# Nemesis August Update



## Smoke (Sep 8, 2010)

Got a new tank for this guy, and still setting it up... so figured I'd take some video footage of him before I move him... This was all taken tonight, just edited to make it shorter and to remove the glare...


----------



## jp80911 (Apr 3, 2008)

Nice, what tank are you moving it to?


----------



## Smoke (Sep 8, 2010)

Got a 8ft x 4ft... but I might put a divider and have him share it with another manny... not sure yet.


----------



## jp80911 (Apr 3, 2008)

it's gonna be lost in 8x4 at that size, lol


----------



## Smoke (Sep 8, 2010)

Yeah, hopefully he grows out nicely in there but we will see how things really go. I will post updates when I get things setup.


----------



## Da' Manster! (Sep 1, 2009)

Looking good, Smoke!...Nemesis is developing quite the personality!...Can't wait to see that monster 8ft x 4ft tank!....


----------



## MPG (Mar 14, 2010)

Beauty! 8x4!! Jesus!

He'll be one happy manny.


----------



## CyberGenetics (Mar 29, 2009)

8x4! I can only dream...









Outstanding fish smoke!


----------



## MFNRyan (Mar 27, 2011)

My manny dreams at night of 8'X4' tanks lol. His spot isn't as dark as yours either. I need to move him to a bigger tank


----------



## Smoke (Sep 8, 2010)

Thanks all









Yeah I've got a couple with super nice humeral spots...

I notice that Mannies come in 2 builds: 

One with a more elongated body with longer humeral spots
One with a more rounded head and smaller humeral spot on the upper side behind the gills, usually with more reddish color on the gills... 

My theory is that they are male/female... just not sure which is which.

Here's the tank I got... I am just about ready to move it into where it needs to be, but I am waiting to paint the back and one side first before I move it...


----------



## MFNRyan (Mar 27, 2011)

Mine looks just like yours just not as dark a spot. He is the one in my pic an also in my gallery you can see more pics of him


----------



## Smoke (Sep 8, 2010)

It's tough to see exactly what I mean, as they all are Mannies... just slight distinctions that I noticed. I will try to take a few pics of my other one and show you... he looks very similar to the build of yours. More so than Nemesis. Yeah you got that manny from osiris right? If so, then I have seen your Manny before.


----------



## MFNRyan (Mar 27, 2011)

Yeah that's who I got it from. Awesome fish, fun to watch I really like mannies. I hope to grow mine out to be a brute but I know this is going to take a very long time lol.


----------



## CyberGenetics (Mar 29, 2009)

oh man that tank is sick! cant wait to see it in action


----------



## Smoke (Sep 8, 2010)

Thanks! I figured this thread will help give me some inspiration to get it done soon...

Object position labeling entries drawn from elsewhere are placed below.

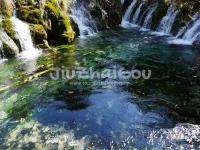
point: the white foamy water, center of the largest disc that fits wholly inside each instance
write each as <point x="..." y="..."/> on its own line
<point x="189" y="33"/>
<point x="83" y="19"/>
<point x="137" y="13"/>
<point x="167" y="21"/>
<point x="23" y="34"/>
<point x="148" y="19"/>
<point x="127" y="15"/>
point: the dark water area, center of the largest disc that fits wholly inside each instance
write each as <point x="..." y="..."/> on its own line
<point x="161" y="112"/>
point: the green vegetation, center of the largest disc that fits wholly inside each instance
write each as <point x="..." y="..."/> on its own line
<point x="60" y="21"/>
<point x="8" y="27"/>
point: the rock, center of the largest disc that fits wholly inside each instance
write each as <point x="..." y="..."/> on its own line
<point x="6" y="8"/>
<point x="60" y="25"/>
<point x="106" y="13"/>
<point x="38" y="33"/>
<point x="197" y="43"/>
<point x="10" y="49"/>
<point x="8" y="27"/>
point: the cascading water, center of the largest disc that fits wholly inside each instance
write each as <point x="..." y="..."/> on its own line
<point x="83" y="18"/>
<point x="168" y="20"/>
<point x="23" y="34"/>
<point x="192" y="33"/>
<point x="137" y="13"/>
<point x="2" y="59"/>
<point x="128" y="12"/>
<point x="188" y="34"/>
<point x="148" y="19"/>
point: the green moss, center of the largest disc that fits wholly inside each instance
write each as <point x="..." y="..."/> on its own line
<point x="30" y="14"/>
<point x="8" y="27"/>
<point x="60" y="22"/>
<point x="6" y="8"/>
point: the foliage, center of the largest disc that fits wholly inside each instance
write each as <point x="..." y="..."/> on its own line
<point x="8" y="27"/>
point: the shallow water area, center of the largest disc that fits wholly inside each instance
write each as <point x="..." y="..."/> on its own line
<point x="57" y="114"/>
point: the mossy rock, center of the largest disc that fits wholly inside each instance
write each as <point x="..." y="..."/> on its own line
<point x="6" y="8"/>
<point x="158" y="14"/>
<point x="106" y="13"/>
<point x="38" y="33"/>
<point x="30" y="14"/>
<point x="60" y="24"/>
<point x="8" y="27"/>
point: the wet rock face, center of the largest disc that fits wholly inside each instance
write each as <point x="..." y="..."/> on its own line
<point x="197" y="43"/>
<point x="10" y="49"/>
<point x="6" y="8"/>
<point x="106" y="13"/>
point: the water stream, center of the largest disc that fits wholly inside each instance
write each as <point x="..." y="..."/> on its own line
<point x="23" y="34"/>
<point x="83" y="18"/>
<point x="64" y="114"/>
<point x="168" y="20"/>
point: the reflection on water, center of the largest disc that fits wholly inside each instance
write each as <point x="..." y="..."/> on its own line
<point x="58" y="114"/>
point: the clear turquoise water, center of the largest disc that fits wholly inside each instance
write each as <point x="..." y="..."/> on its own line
<point x="55" y="114"/>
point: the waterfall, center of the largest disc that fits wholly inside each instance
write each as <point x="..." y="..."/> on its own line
<point x="168" y="20"/>
<point x="188" y="34"/>
<point x="23" y="34"/>
<point x="148" y="19"/>
<point x="137" y="14"/>
<point x="83" y="18"/>
<point x="192" y="33"/>
<point x="128" y="12"/>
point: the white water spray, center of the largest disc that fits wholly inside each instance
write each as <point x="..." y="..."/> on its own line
<point x="83" y="19"/>
<point x="23" y="34"/>
<point x="128" y="12"/>
<point x="168" y="20"/>
<point x="137" y="14"/>
<point x="148" y="19"/>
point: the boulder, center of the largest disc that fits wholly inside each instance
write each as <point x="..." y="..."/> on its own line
<point x="106" y="13"/>
<point x="6" y="8"/>
<point x="10" y="49"/>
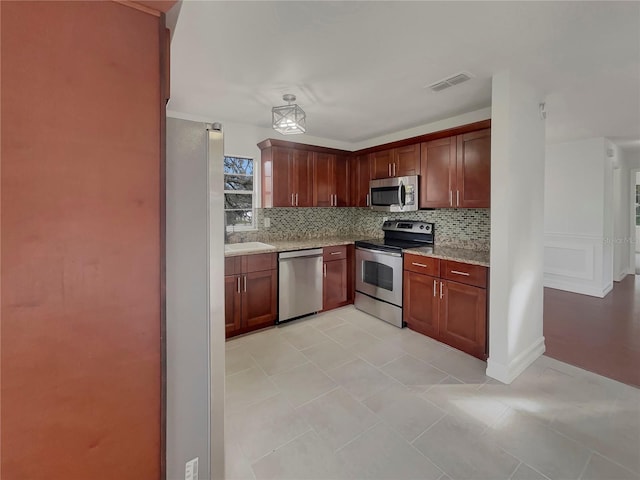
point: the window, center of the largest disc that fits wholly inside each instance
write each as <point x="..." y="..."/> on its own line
<point x="238" y="193"/>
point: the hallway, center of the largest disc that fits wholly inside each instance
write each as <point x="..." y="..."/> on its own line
<point x="601" y="335"/>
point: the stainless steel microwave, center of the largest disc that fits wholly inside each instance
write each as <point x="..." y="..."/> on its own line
<point x="395" y="194"/>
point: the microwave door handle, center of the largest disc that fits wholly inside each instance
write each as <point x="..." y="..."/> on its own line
<point x="401" y="195"/>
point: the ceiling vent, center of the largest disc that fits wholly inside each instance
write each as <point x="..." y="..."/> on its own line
<point x="456" y="79"/>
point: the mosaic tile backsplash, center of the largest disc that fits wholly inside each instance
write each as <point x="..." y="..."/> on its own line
<point x="464" y="228"/>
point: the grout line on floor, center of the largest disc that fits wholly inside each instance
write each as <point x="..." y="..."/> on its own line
<point x="358" y="436"/>
<point x="310" y="429"/>
<point x="584" y="468"/>
<point x="319" y="396"/>
<point x="515" y="470"/>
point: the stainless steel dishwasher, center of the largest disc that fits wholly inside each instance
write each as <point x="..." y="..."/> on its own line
<point x="300" y="282"/>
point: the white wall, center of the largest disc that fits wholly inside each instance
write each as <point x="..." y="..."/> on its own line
<point x="465" y="118"/>
<point x="578" y="223"/>
<point x="517" y="205"/>
<point x="637" y="249"/>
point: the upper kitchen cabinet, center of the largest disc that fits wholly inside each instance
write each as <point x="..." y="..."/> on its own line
<point x="299" y="175"/>
<point x="287" y="177"/>
<point x="382" y="164"/>
<point x="456" y="171"/>
<point x="359" y="178"/>
<point x="437" y="168"/>
<point x="473" y="169"/>
<point x="330" y="184"/>
<point x="396" y="162"/>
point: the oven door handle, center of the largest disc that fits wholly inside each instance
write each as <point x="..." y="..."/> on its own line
<point x="379" y="252"/>
<point x="401" y="194"/>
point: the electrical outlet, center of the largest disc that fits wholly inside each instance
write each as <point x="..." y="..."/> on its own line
<point x="191" y="470"/>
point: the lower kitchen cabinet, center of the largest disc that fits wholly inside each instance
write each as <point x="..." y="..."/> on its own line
<point x="420" y="310"/>
<point x="463" y="319"/>
<point x="251" y="292"/>
<point x="451" y="311"/>
<point x="336" y="291"/>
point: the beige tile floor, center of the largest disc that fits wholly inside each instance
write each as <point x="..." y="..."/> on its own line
<point x="343" y="395"/>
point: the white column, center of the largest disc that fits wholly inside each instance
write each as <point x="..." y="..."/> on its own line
<point x="517" y="210"/>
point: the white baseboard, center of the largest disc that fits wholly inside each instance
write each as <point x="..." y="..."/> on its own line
<point x="619" y="277"/>
<point x="508" y="373"/>
<point x="577" y="288"/>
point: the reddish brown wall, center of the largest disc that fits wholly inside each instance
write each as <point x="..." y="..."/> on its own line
<point x="80" y="242"/>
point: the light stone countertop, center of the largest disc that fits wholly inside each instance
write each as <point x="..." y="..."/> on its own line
<point x="300" y="244"/>
<point x="464" y="255"/>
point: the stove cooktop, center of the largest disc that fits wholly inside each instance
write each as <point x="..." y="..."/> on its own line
<point x="400" y="235"/>
<point x="391" y="245"/>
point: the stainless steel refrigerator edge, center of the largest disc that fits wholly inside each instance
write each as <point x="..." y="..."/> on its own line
<point x="194" y="300"/>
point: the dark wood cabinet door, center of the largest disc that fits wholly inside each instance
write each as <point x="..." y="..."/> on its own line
<point x="303" y="178"/>
<point x="382" y="164"/>
<point x="463" y="318"/>
<point x="232" y="304"/>
<point x="406" y="160"/>
<point x="437" y="173"/>
<point x="324" y="179"/>
<point x="259" y="298"/>
<point x="282" y="177"/>
<point x="334" y="290"/>
<point x="473" y="170"/>
<point x="359" y="176"/>
<point x="421" y="297"/>
<point x="341" y="176"/>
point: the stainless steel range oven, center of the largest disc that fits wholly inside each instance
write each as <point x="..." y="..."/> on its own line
<point x="379" y="268"/>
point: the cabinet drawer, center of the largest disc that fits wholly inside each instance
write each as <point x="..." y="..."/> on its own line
<point x="465" y="273"/>
<point x="334" y="253"/>
<point x="232" y="265"/>
<point x="259" y="262"/>
<point x="422" y="264"/>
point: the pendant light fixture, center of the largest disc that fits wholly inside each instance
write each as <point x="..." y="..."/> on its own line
<point x="289" y="119"/>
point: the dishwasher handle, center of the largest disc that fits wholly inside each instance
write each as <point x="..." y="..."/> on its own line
<point x="314" y="252"/>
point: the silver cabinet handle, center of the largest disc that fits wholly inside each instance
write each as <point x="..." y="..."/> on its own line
<point x="460" y="273"/>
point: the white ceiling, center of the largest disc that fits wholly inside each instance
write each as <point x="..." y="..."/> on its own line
<point x="359" y="68"/>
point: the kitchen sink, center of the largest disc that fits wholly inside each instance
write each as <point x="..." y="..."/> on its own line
<point x="248" y="246"/>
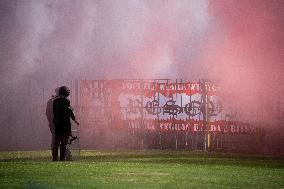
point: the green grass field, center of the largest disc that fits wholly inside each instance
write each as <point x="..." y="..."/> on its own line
<point x="140" y="169"/>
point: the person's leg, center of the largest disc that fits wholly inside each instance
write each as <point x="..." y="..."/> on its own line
<point x="55" y="147"/>
<point x="64" y="141"/>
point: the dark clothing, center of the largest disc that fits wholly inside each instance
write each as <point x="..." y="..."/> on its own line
<point x="61" y="140"/>
<point x="49" y="116"/>
<point x="62" y="113"/>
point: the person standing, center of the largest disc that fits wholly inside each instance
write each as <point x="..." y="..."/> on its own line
<point x="62" y="112"/>
<point x="49" y="115"/>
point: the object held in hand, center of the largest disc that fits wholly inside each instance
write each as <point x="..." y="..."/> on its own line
<point x="72" y="138"/>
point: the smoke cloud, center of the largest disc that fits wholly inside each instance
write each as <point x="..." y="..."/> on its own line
<point x="238" y="44"/>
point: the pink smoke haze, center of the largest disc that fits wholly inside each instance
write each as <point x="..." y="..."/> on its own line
<point x="238" y="44"/>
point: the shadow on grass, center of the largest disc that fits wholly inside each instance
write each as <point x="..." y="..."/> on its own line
<point x="168" y="157"/>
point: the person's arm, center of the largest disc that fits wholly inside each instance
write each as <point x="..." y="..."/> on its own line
<point x="72" y="114"/>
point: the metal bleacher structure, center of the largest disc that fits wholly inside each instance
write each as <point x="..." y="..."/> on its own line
<point x="161" y="114"/>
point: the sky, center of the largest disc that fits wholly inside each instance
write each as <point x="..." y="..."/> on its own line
<point x="237" y="43"/>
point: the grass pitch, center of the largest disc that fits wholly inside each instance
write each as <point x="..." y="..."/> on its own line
<point x="140" y="169"/>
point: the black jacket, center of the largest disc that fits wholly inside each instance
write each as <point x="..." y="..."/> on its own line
<point x="62" y="113"/>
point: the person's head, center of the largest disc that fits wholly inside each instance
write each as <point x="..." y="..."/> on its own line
<point x="64" y="91"/>
<point x="57" y="91"/>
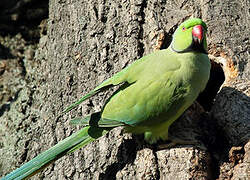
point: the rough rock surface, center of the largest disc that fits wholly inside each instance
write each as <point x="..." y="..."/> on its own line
<point x="87" y="42"/>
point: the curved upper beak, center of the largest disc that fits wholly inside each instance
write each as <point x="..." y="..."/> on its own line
<point x="198" y="33"/>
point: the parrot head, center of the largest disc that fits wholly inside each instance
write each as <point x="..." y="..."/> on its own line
<point x="190" y="36"/>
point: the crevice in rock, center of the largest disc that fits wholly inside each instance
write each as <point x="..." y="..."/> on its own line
<point x="217" y="77"/>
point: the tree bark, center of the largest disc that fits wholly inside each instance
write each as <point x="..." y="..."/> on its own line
<point x="87" y="42"/>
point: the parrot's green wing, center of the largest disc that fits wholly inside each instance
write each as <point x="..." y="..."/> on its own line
<point x="128" y="75"/>
<point x="155" y="91"/>
<point x="118" y="78"/>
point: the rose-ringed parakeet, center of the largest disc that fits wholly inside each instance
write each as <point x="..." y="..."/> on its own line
<point x="154" y="91"/>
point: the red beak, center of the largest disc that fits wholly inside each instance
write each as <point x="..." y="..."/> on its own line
<point x="198" y="33"/>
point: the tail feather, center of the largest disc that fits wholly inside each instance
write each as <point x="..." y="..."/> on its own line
<point x="66" y="146"/>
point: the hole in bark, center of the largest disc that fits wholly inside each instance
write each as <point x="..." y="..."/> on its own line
<point x="217" y="77"/>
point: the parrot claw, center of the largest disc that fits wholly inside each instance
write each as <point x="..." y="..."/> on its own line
<point x="176" y="141"/>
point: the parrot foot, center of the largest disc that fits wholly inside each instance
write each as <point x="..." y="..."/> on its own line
<point x="177" y="141"/>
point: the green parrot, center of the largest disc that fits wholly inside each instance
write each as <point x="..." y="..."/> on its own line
<point x="154" y="91"/>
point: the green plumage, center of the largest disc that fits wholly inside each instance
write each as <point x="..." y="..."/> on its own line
<point x="154" y="91"/>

Here's a couple pics of my other Manny that I talked about with a different build from Nemesis:

















His name is "Dragon"


----------



## balluupnetme (Oct 23, 2006)

That's one badass manny u got there


----------



## MFNRyan (Mar 27, 2011)

The head on mine is not so rounded. The spot is about the same unless I turn the light off then it goes to black lol.


----------



## Smoke (Sep 8, 2010)

balluupnetme said:


> The head on mine is not so rounded. The spot is about the same unless I turn the light off then it goes to black lol.


I am yet to see a larger Manny with a light spot though... so I think at some point yours (spot) will darken up.


----------



## MFNRyan (Mar 27, 2011)

Nice I hope so. I really like the look with the spot. I have tried more enriched food's an variety hoping to get him nutrients to bring the spot out, but i'm now thinking it has nothing to do with food.


----------



## serrasalmus_ve (Feb 12, 2008)

Nice setup and very nice fish


----------